Archaeologists Discover Britain's Largest Prehistoric Structure Near Stonehenge

News Archaeology
by Eben Diskin Jun 22, 2020

A mysterious network of ancient underground shafts, dating back 4,500 years, has just been discovered near Stonehenge. The circle of shafts was described by archaeologists as the largest prehistoric structure ever found in Britain — no offense, Stonehenge — and spans 1.2 miles in diameter. It appears to have been a boundary guiding people to the sacred Durrington Walls, one of the UK’s largest henge monuments, which sits directly at the center.

Woodhenge

The archaeological site of Woodhenge, near Stonehenge (Photo: Andrei Botnari/Shutterstock)
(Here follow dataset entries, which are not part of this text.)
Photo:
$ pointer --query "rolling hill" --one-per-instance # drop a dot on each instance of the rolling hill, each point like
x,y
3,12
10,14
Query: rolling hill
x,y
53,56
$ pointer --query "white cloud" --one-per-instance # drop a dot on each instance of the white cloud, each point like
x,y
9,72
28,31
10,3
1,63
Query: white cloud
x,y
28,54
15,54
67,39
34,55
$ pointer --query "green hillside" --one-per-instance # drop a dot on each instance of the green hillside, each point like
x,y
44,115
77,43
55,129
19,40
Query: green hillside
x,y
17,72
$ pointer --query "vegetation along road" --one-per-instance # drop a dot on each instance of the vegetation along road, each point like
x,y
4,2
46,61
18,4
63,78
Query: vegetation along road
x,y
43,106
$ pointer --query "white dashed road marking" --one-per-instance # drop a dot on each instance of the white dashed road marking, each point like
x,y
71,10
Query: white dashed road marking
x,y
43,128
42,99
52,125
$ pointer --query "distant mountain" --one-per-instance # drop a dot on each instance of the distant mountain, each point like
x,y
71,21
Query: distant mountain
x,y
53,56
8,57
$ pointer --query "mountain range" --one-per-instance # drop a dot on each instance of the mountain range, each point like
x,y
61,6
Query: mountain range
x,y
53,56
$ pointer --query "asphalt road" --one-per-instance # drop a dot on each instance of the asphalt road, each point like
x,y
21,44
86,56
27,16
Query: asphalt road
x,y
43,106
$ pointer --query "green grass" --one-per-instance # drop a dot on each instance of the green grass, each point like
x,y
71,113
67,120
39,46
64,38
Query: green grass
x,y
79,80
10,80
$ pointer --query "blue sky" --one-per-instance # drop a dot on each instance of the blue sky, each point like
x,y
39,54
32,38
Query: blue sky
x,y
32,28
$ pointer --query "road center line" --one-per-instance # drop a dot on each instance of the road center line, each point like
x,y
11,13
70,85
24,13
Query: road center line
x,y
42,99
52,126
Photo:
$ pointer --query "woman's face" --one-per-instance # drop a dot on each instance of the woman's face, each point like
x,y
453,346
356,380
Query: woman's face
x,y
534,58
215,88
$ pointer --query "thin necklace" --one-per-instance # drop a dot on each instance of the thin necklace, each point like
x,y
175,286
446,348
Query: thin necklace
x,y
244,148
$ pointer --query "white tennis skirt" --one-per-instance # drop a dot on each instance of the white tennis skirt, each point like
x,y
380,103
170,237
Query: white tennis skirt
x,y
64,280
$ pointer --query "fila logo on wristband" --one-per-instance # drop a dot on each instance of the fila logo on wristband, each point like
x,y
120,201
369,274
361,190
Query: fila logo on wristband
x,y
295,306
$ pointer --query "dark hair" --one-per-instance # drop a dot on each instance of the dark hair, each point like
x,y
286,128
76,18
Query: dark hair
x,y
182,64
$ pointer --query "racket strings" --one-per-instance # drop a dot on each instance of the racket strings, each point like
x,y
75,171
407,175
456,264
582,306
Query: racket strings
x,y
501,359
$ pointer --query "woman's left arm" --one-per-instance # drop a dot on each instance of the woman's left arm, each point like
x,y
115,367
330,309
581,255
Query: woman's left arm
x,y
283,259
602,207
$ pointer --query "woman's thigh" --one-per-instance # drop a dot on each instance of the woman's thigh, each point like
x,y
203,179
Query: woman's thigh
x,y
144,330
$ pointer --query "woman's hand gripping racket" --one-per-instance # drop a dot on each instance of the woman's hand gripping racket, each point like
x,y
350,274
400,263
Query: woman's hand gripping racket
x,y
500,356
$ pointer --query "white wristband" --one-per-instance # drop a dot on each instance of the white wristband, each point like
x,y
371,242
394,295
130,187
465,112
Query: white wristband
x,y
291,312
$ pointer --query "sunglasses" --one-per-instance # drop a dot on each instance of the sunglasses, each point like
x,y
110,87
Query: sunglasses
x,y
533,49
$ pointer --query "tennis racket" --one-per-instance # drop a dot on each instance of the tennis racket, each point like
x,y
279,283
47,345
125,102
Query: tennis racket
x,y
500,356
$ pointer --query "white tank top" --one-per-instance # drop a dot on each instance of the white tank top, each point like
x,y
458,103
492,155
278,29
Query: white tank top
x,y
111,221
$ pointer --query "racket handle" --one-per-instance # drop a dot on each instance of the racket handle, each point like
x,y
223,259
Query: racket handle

Professor Vincent Gaffney, leading archaeologist on the project, told The Guardian, “This is an unprecedented find of major significance within the UK. Key researchers on Stonehenge and its landscape have been taken aback by the scale of the structure and the fact that it hadn’t been discovered until now so close to Stonehenge.”

Dubbed the “Durrington Shafts,” the discovery also provides evidence that the early inhabitants of Britain had devised a way to count. The planning required to create a structure of this size suggests that a sophisticated tally or counting system was in place.

Durrington shafts

The shafts, in red, surround Durrington Walls (Photo: EDINA Digimap Ordnance Survey Service)

According to Gaffney, the Durrington Shafts is an example of “the significance of Durrington Walls Henge, the complexity of the monumental structures within the Stonehenge landscape, and the capacity and desire of Neolithic communities to record their cosmological belief systems in ways, and at a scale, that we had never previously anticipated.”